[FFmpeg-devel] [PATCH 1/2] swscale/aarch64: add hscale specializations

Wed Apr 20 11:44:24 EEST 2022

On Sun, 17 Apr 2022, Martin Storsjö wrote:

> On Fri, 15 Apr 2022, Swinney, Jonathan wrote:
>
>> This patch adds specializations for hscale for filterSize == 4 and 8 and
>> converts the existing implementation for the X8 version. For the old code, 
>> now
>> used for the X8 version, it improves the efficiency of the final summations 
>> by
>> reducing 11 instructions to 7.
>> 
>> ff_hscale8to15_8_neon is mostly unchanged from the original except for a 
>> few
>> changes.
>> - The loads for the filter data were consolidated into a single 64 byte ld1
>>   instruction.
>
> Couldn't you do this optimization on the existing function too?

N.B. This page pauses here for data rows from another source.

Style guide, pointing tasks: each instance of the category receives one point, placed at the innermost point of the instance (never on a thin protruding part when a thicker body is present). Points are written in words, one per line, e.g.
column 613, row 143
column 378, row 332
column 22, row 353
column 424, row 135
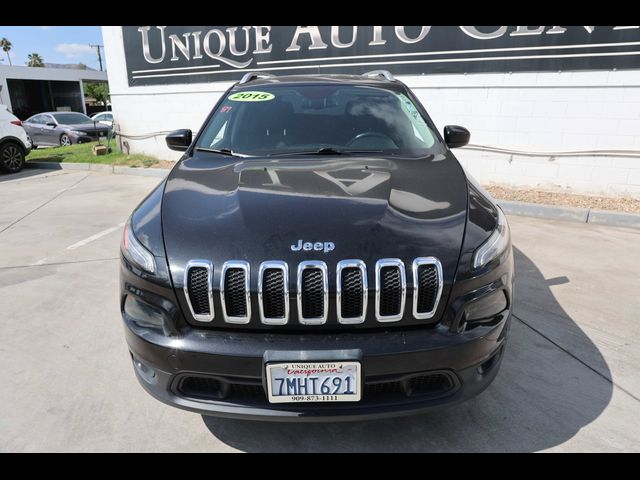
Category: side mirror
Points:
column 455, row 136
column 179, row 140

Sorry, now I realized why this optimization only can be done if you 
operate on a specific known filter width.

>> - The final summations were improved.
>> - The inner loop on filterSize was completely removed
>
> I presume that this is the only differing factor which affects whether it's 
> worthwhile to keep a separate width=8 function or not. At least from the 
> checkasm benchmark numbers, the difference is notable but not huge (on the 
> range of 4-10%, while the summation improvements gain even more).
>
> Given a fully optimized function that has an inner loop (which is only taken 
> once for the width=8 case), is the separate function without an inner loop 
> really necessary?

With the ideal version of the final summation in both functions, the 
separate filtersize=8 function is 11-19% faster than the generic 
multiple-of-8 function (on Cortex A53 and A72 - on A73 the both versions 
are essentially equally fast), so there's probably good reason to go with 
the separate version.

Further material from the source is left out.